"To live is so startling it leaves little time for anything else."
Monday, September 10, 2012
I have to be a Debbie Downer to begin the week here. I try to sugar coat, and not dwell on the sad stuff most times when I write, but my heart breaks into pieces most days, and this weekend was hard. Sunday morning, as I was just finishing my rounds at my last stop, which by the way, Dave, the older gentleman that offered to sweep up the glass on the porch where I feed, never did. Anyway, I glanced across the street from this location, and saw two tiny baby kittens, both red and white, sitting there on the steps, watching me. They were huddled together. I quickly got a dish of wet food and brought it over to them, not too close as they would run away, and set it down on the sidewalk. I then pulled away and parked just down a ways to observe and see if they would go eat it. After awhile, they still hadn't. I was thinking they were so young that maybe they didn't know 'human' food yet, if they ever would at all. To think that these two innocent creatures - just babies - would be out there again all day on the street was just devastating.
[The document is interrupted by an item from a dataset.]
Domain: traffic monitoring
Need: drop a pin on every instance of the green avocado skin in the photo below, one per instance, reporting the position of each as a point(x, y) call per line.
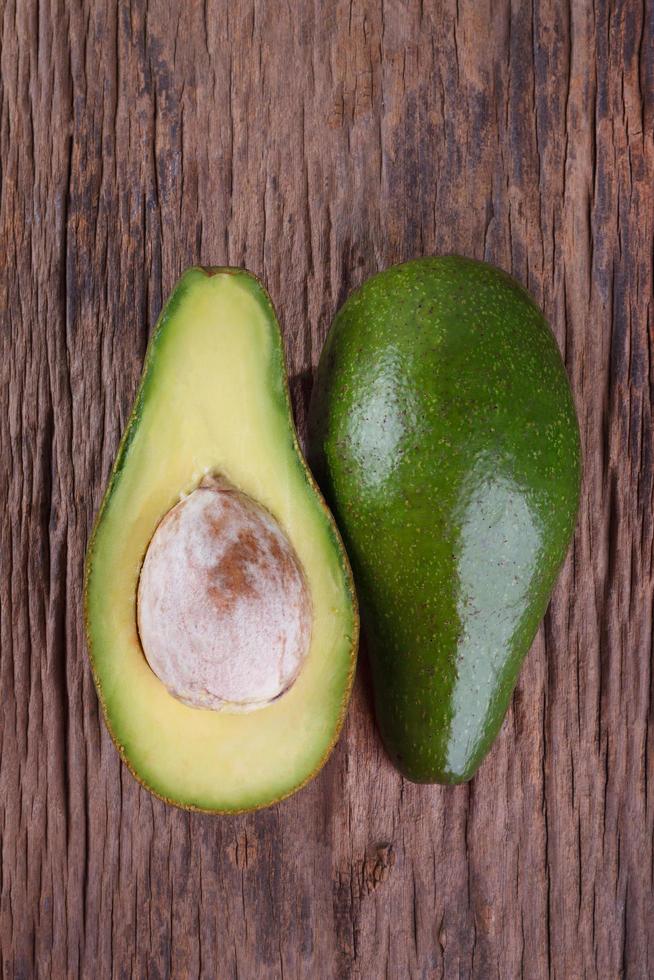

But in the line of business I am in with this cat feeding, I have to put this out of my mind quickly or it would drive me mad. I drove away and just said a prayer that they would be safe. I still can't understand how people in these neighborhoods can allow this. How they can turn a blind eye to this. I thought to my self I would try to trap these babies, and they would surely have to go somewhere to a shelter, I just can't take anymore in. When will I do this, I don't know. Its very hard just feeding all these cats in the morning, let alone stopping to trap. My joints ache, I don't get enough sleep, I am beside myself. If only someone could share my route with me, life would be more manageable.